Transcendent Work

The motivation to produce good and useful work should not be motivated by profit alone, but rather by the ideas of continuous self-improvement, and the manufacture of a product that is of some extra use to humanity (primarily through individual development). This is the exact purpose of translating Chinese texts into a reliable English. Of course, others may or may not offer a financial incentive for this highly-skilled and time-consuming work, but the presence or absence of this incentive should not be the defining reason ‘why’ the work is carried-out. Both Ch’an Master Xu Yun (1840-1959) and Daoist Master Zhao Bichen (1860-1942) rejected the notion of blatant and naked monetary profit as a good enough (or truly ‘virtuous’) reason to do anything worthwhile, telling or long-lasting. Xu Yun, of course, was a Buddhist monk who strictly followed the Vinaya Discipline, and although he sometimes acted as a conduit for collecting funds to renovate temples and relieve poverty amongst the people, he possessed nothing for himself.
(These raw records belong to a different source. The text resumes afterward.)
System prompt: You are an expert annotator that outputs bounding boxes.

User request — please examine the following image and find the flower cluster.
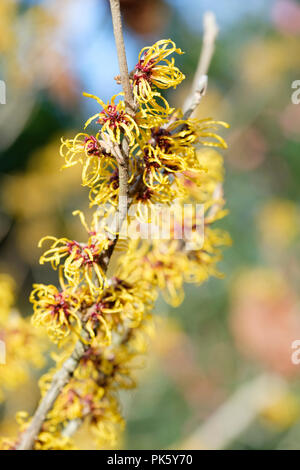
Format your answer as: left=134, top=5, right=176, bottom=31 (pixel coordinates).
left=2, top=40, right=230, bottom=449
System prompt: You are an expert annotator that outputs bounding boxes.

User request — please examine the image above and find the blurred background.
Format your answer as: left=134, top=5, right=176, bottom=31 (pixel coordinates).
left=0, top=0, right=300, bottom=449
Zhao Bichen was a lay-Daoist who worked for a living (as both a salt tax-collector and bodyguard) as a means to feed himself and his family, and yet despite this economic imperative (i.e. work or starve), he chose to teach anyone regardless of their social background, wealth, status or ability to pay. Richard Hunn once explained this selfless attitude to me as providing the means for others to self-develop without the economic imperative getting in the way. Yes, others might well pay with money, time, books, precious items, sincerity, kindness, attentiveness, hard work, or any number of ways, but this should not be the reason for teaching. An economically poor person might well possess a more virtuous character than a person with easy access to wealth – either way the interaction should be toward ‘transcendence’ of current circumstances, and not concretisation through the insistence upon convention. Is this an easy task to fulfil? Obviously not, as many times such a teacher must accept a simple life premised upon living in a state of voluntary poverty. In such an existence, it is cultural knowledge and the ability to ‘see’ what others cannot see that is the common currency.